This is not quick sort tutorials, but the record is worth attention to detail.
Quick sort of thinking is very simple, contact person should be easy to remember, it is to press a certain strategy choose a pivot, and then follow a certain strategy to pivot moved to the right position, making it smaller than the front, behind all than it is large, as it can be put on both sides, the last two front and rear portions separately. Pseudo-code as follows:
quicksort a[], lo, hi:
if lo >= hi, return;
p = partition(a, lo, hi);
quicksort(a, lo, p - 1);
quicksort(a, p + 1, hi);So the key is the partition function of the content, if not handled properly, it degenerates into O (N ^ 2) time complexity; best case is O (NlogN), as each one must traverse all the elements N, minimum there LogN round, that is, every time when half of the division will be minimized.
There are two general strategies division, a process is a single pointer, a pointer is a double method, the single pointer method from left to right, expanding the boundary element is smaller than the pivot, code as follows:
int partition(int[] a, int lo, int hi){
int i = lo - 1, j = lo;
int t, pivot = a[hi];
while (j < hi) {
if (a[j] < pivot) {
i++; //border of smaller elements
t = a[j];
a[j] = a[i];
a[i] = t;
}
j++;
}
// i+1 is the positon
t = a[hi];
a[hi] = a[i + 1];
a[i + 1] = t;
return i + 1;
}Where i identifies than the boundary with the pivot element can be explained with reference to various specific materials, because it is not the focus of this article;
Then the double pointer method, as follows:
int partition(int[]a, int lo, int hi){
int i = lo - 1, j = hi;
int t, v = a[hi];
while (true) {
while (a[++i] < v)
if(i == hi)
break;
while (v < a[--j])
if (j == lo)
break;
if (i >= j)
break;
t = a[i];
a[i] = a[j];
a[j] = t;
}
t = a[i];
a[i] = a[hi];
a[hi] = t;
return i;
}
It should be noted that, where the index selection has great randomness, +1 or -1 or itself does not matter, it is important not to confuse the boundaries can, so when we go online to find this type of code, will there boundary strange choice, but some are not so good, where the election of the two should be a better choice. But even so, there are many noteworthy problems.
Problem generally occurs at the boundary or special case, so think about what a special case. The first is the input has been ordered; the second is the input of all reverse order; third input element is all the same; the third is actually the first and second intersection; think of these exceptions will look at specific issues.
First look at selected pivot elements, there are generally three strategies:
Select the first or last element
When the input data is random when this method of selection is not a problem, also very effective.

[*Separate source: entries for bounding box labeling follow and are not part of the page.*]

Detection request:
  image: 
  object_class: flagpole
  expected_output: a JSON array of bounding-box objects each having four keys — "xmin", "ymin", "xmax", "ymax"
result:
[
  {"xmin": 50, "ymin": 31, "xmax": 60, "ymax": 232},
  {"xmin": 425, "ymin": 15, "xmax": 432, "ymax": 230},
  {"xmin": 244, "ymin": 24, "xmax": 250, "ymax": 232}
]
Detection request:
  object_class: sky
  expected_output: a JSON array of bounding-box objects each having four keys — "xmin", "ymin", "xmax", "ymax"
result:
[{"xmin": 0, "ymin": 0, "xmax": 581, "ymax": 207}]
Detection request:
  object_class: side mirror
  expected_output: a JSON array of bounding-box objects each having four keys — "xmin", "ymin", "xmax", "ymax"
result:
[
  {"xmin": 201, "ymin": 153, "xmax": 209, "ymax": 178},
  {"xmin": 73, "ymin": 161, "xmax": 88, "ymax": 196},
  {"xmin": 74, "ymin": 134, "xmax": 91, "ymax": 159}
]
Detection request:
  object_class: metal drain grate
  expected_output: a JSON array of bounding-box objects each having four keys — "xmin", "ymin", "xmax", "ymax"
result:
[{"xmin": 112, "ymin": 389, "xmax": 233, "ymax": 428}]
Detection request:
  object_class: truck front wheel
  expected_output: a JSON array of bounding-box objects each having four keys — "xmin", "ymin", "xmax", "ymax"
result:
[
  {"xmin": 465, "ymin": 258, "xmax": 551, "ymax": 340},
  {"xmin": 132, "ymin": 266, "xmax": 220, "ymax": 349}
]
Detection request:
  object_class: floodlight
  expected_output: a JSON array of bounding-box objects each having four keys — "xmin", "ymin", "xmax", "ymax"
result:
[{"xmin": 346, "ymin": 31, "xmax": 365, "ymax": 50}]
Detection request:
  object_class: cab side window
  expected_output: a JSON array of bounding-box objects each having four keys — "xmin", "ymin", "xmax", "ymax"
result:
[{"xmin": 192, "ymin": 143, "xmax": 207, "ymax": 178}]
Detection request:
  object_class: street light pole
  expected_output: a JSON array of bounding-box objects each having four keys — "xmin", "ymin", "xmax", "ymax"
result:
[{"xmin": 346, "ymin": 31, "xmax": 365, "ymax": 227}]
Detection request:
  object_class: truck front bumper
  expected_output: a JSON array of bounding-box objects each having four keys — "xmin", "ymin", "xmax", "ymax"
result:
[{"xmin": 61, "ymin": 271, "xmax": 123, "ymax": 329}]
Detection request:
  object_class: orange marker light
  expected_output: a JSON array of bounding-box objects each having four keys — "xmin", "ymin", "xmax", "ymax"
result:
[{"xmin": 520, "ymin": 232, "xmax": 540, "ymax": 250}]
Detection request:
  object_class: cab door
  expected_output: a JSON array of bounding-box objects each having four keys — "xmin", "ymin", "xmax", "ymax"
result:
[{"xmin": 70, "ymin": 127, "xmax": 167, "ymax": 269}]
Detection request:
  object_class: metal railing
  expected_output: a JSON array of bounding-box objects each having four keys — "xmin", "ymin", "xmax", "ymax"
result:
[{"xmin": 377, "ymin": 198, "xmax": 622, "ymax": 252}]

However, if the input data are three special cases of the above, it will lead to an array of values is the pivot, then all elements are concentrated on one side, then the algorithm will be degraded from the wheel itself into N logN wheel, on the time complexity becomes N ^ 2;
A randomly selected
This method is better than the first one, but there may also be randomly selected to minimum and maximum values leading to failures algorithm;
Selecting three numbers, taking the middle element as the pivot
This method is better than the above two, pivot side without data does not appear, in fact, there are other benefits, as mentioned below;
Next, a first partition view of the above algorithm, the section of which:
while (j < hi) {
if (a[j] < pivot) {
i++; //border of smaller elements
t = a[j];
a[j] = a[i];
a[i] = t;
}
j++;
}Here is basically no problem, but the problem is in the second line of this inequality, if all the data are the same, this inequality has not been established, causing all elements are concentrated on one side; even changed <=, when all the elements are phase At the same time, inequality has been established, or will it lead to all elements "one-sided", resulting in the worst time complexity.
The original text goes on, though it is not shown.